Mostly it’s (a), though. I still like what I do. However, I’m starting to see the appeal of retirement: moving at a comfortable speed vs. racing through chores and tasks, spending more time with my sweetheart (who is a little older than me but can’t afford to retire just yet), traveling a bit, auditing classes at the state university for free.
Maybe later. Maybe not!
We live in an area that’s got an absolute ton of what people would consider “traditional” retirees. Many of them still do a ton of work, both paid and volunteer. They don’t do it out of monetary need, but to stay busy, engaged, and relating with people. (One old guy golfs in the mornings and comes in and cooks and hands out samples at the Apron’s station in our local grocery store in the afternoon. Sure, he’s getting paid nominally, but he LOVES it! When he cooks at home he has no one to share it with…) But because they’re old, no one questions whether or not they are “really retired”. They’re financially independent, removed from the obligation of selling one’s time to sustain a lifestyle to which they have become accustomed.
I don’t care what it gets called, naming it is a “problem” I look forward to having some day. And earlier than is considered “traditional”. =)
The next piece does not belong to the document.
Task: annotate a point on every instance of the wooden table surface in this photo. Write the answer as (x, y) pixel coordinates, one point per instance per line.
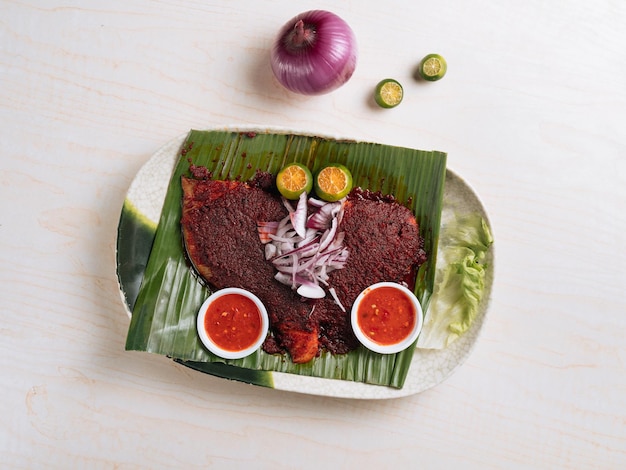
(531, 114)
I’m not on a path towards early retirement. I could have chosen a profession that was more financially rewarding, and therefore made that an option, but I chose to do something I love instead. It pays alright. But that honestly isn’t my focus. What a weird thing to say from a dude who blogs about money 😉 I really love my job and my co-workers. I’m happy going in every day. I would be content to do this for the next 30 years. I’m certainly saving more than the average for my eventual retirement. But early retirement just doesn’t hold much appeal to me.
A lot of folks spend some of their best years working their tail off for the hope of eventually quitting. I prefer to live more leisurely now. I travel. I hang out with friends. I enjoy my neighborhood and the beauty around me. I don’t think I need to be “retired” in order to slow down and really appreciate those awesome things I already have in my life.
I retired over 3 years ago at age 51 with a nest egg large enough that I won’t need to work again unless I want to. Part of that nest egg came about from some stock options that did well during the 1990s – but the majority of it just came about from investing regular taxable savings, a company profit sharing plan and maxing out my 401(k) and IRA contributions over 25 years while living well within my means. I’ve got enough set aside in taxable savings/investment accounts to get me to at least age 65 without the need to touch any of the tax-advantaged retirement $ – thus another 10+ years of growth. So, while I was probably able to retire earlier than most, financial independence via the ‘slow path to wealth’ can be done if one sets their mind to it.
I consider a lot of people “retired” who have jobs. I guess it is because they have gone from careers to part-time, “for the love of it” ventures. They work, although they don’t have to at all. I once thought that I would be in that position fairly early in life—-and then the cost of health insurance intervened. I can live a very simple, cheap life, but I won’t go without health insurance.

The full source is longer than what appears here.